The Yellow Warbler has 35 subspecies divided into three main groups: Yellow Warbler proper (aestiva group), the Mangrove Warbler (erithachorides group), and the Golden Warbler (petechia group). Amoungst these groups there exist different races, some with different plumages.
General: 5 inches in length; slightly larger than northern Yellow Warbler.
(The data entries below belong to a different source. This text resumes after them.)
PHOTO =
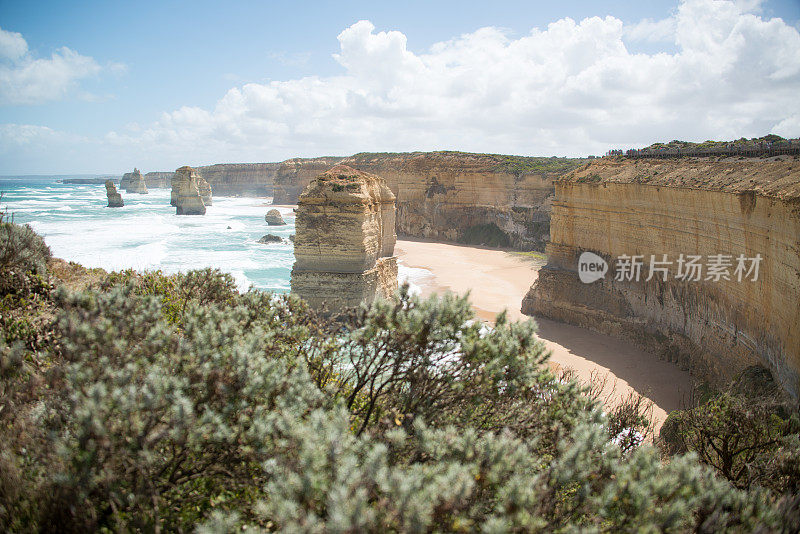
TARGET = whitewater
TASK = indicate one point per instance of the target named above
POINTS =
(146, 234)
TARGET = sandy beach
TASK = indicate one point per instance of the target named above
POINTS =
(498, 280)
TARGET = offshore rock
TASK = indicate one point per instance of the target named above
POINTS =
(616, 207)
(114, 198)
(187, 197)
(274, 218)
(344, 241)
(270, 238)
(158, 179)
(204, 188)
(133, 182)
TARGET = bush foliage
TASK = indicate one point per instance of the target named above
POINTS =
(176, 403)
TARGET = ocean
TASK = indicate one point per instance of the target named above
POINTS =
(146, 234)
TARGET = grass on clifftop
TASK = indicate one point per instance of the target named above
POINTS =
(502, 163)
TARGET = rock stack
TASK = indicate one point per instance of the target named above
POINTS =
(274, 218)
(344, 242)
(185, 195)
(114, 198)
(204, 188)
(133, 182)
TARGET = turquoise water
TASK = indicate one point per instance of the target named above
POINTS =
(146, 234)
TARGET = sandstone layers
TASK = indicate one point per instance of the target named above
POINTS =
(204, 188)
(344, 240)
(615, 207)
(240, 179)
(455, 196)
(158, 179)
(133, 182)
(114, 198)
(274, 218)
(185, 194)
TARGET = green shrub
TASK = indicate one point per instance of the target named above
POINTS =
(22, 253)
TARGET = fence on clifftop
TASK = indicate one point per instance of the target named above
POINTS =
(752, 149)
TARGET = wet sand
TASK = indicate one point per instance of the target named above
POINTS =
(498, 280)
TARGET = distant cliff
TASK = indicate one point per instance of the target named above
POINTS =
(240, 179)
(470, 198)
(158, 179)
(293, 175)
(621, 208)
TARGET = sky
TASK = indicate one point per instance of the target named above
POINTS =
(101, 87)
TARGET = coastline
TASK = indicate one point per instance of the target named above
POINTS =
(498, 279)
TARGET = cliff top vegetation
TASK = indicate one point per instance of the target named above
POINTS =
(493, 162)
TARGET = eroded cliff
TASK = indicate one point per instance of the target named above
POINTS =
(158, 179)
(661, 209)
(133, 182)
(470, 198)
(293, 176)
(240, 179)
(186, 196)
(344, 240)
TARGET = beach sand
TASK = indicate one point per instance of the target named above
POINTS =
(498, 280)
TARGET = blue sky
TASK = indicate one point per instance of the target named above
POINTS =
(160, 84)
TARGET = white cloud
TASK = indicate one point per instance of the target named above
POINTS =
(651, 31)
(28, 80)
(571, 88)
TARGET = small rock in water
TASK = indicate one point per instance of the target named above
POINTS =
(269, 238)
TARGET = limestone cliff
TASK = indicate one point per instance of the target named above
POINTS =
(274, 218)
(158, 179)
(114, 198)
(133, 182)
(470, 198)
(240, 179)
(344, 240)
(293, 176)
(619, 207)
(204, 188)
(185, 193)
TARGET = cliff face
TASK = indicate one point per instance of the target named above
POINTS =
(470, 198)
(344, 240)
(185, 193)
(293, 176)
(158, 179)
(133, 182)
(204, 188)
(618, 207)
(240, 179)
(114, 198)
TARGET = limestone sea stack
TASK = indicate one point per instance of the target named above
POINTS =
(133, 182)
(344, 240)
(204, 188)
(187, 197)
(274, 218)
(114, 198)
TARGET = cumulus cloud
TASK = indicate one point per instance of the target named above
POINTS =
(28, 80)
(571, 88)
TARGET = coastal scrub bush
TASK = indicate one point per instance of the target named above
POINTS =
(22, 253)
(246, 409)
(410, 358)
(748, 440)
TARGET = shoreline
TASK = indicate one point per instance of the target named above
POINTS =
(499, 279)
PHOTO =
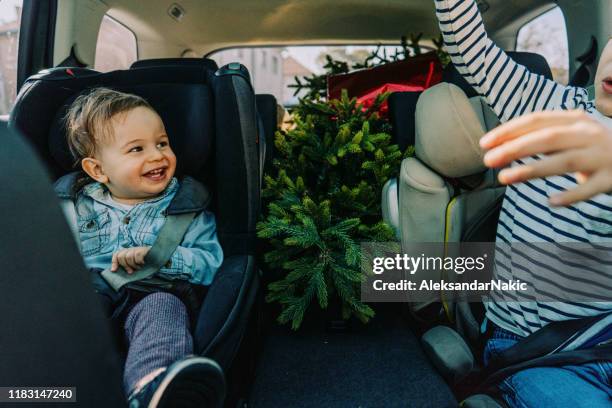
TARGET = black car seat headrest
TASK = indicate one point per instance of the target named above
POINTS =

Adult Male: Chestnut or rust colored head. Yellow plumage. Greenish-yellow upperparts. Narrow, sharply defined chestnut or rust colored streaks on breast and flanks. Thin, dark pointed bill. Greenish-yellow wings and tail with yellow edges.
Adult Female: Similar to northern Yellow Warbler, but duller in color. Yellow plumage. Greenish-yellow upperparts. Lacks or has barely visible streaks on breast and flanks. Thin, dark pointed bill. Greenish-yellow wings and tail with yellow edges.
Coastal mangroves of northern South America and Central America.